* [PATCH 0/2] xfs: fix eof zeroing i_size race
@ 2015-09-28 18:37 Brian Foster
2015-09-28 18:38 ` [PATCH 1/2] xfs: always drain dio before extending aio write submission Brian Foster
2015-09-28 18:38 ` [PATCH 2/2] xfs: add an xfs_zero_eof() tracepoint Brian Foster
0 siblings, 2 replies; 4+ messages in thread
From: Brian Foster @ 2015-09-28 18:37 UTC (permalink / raw)
To: xfs
Hi all,
This addresses an EOF zeroing race that's been reproduced by a somewhat
obscure virtual machine workload on qcow2 vdisks with an increasing
i_size. Patch 1 contains the fix and patch 2 just adds a tracepoint that
helped identify the problem. Thoughts, reviews, flames appreciated.
Brian
Brian Foster (2):
xfs: always drain dio before extending aio write submission
xfs: add an xfs_zero_eof() tracepoint
fs/xfs/xfs_file.c | 17 +++++++++++------
fs/xfs/xfs_trace.h | 1 +
2 files changed, 12 insertions(+), 6 deletions(-)
--
2.1.0
_______________________________________________
xfs mailing list
xfs@oss.sgi.com
http://oss.sgi.com/mailman/listinfo/xfs
^ permalink raw reply [flat|nested] 4+ messages in thread
* [PATCH 1/2] xfs: always drain dio before extending aio write submission
2015-09-28 18:37 [PATCH 0/2] xfs: fix eof zeroing i_size race Brian Foster
@ 2015-09-28 18:38 ` Brian Foster
2015-09-29 22:25 ` Eric Sandeen
2015-09-28 18:38 ` [PATCH 2/2] xfs: add an xfs_zero_eof() tracepoint Brian Foster
1 sibling, 1 reply; 4+ messages in thread
From: Brian Foster @ 2015-09-28 18:38 UTC (permalink / raw)
To: xfs
XFS supports and typically allows concurrent asynchronous direct I/O
submission to a single file. One exception to the rule is that file
extending dio writes that start beyond the current EOF (e.g.,
potentially create a hole at EOF) require exclusive I/O access to the
file. This is because such writes must zero any pre-existing blocks
beyond EOF that are exposed by virtue of now residing within EOF as a
result of the write about to be submitted.
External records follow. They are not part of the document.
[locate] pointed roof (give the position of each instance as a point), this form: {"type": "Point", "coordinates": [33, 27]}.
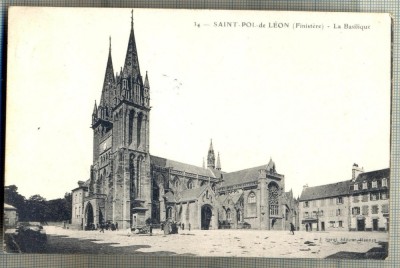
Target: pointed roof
{"type": "Point", "coordinates": [218, 166]}
{"type": "Point", "coordinates": [131, 66]}
{"type": "Point", "coordinates": [324, 191]}
{"type": "Point", "coordinates": [109, 79]}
Before EOF zeroing can occur, the current file i_size must be stabilized
to avoid data corruption. In this scenario, XFS upgrades the iolock to
exclude any further I/O submission, waits on in-flight I/O to complete
to ensure i_size is up to date (i_size is updated on dio write
completion) and restarts the various checks against the state of the
file. The problem is that this protection sequence is triggered only
when the iolock is currently held shared. While this is true for async
dio in most cases, the caller may upgrade the lock in advance based on
arbitrary circumstances with respect to EOF zeroing. For example, the
iolock is always acquired exclusively if the start offset is not block
aligned. This means that even though the iolock is already held
exclusive for such I/Os, pending I/O is not drained and thus EOF zeroing
can occur based on an unstable i_size.
This problem has been reproduced as guest data corruption in virtual
machines with file-backed qcow2 virtual disks hosted on an XFS
filesystem. The virtual disks must be configured with aio=native mode
and the must not be truncated out to the maximum file size (as some virt
managers will do).
Update xfs_file_aio_write_checks() to unconditionally drain in-flight
dio before EOF zeroing can occur. Rather than trigger the wait based on
iolock state, use a new flag and upgrade the iolock when necessary. Note
that this results in a full restart of the inode checks even when the
iolock was already held exclusive when technically it is only required
to recheck i_size. This should be a rare enough occurrence that it is
preferable to keep the code simple rather than create an alternate
restart jump target.
Signed-off-by: Brian Foster <bfoster@redhat.com>
---
fs/xfs/xfs_file.c | 15 +++++++++------
1 file changed, 9 insertions(+), 6 deletions(-)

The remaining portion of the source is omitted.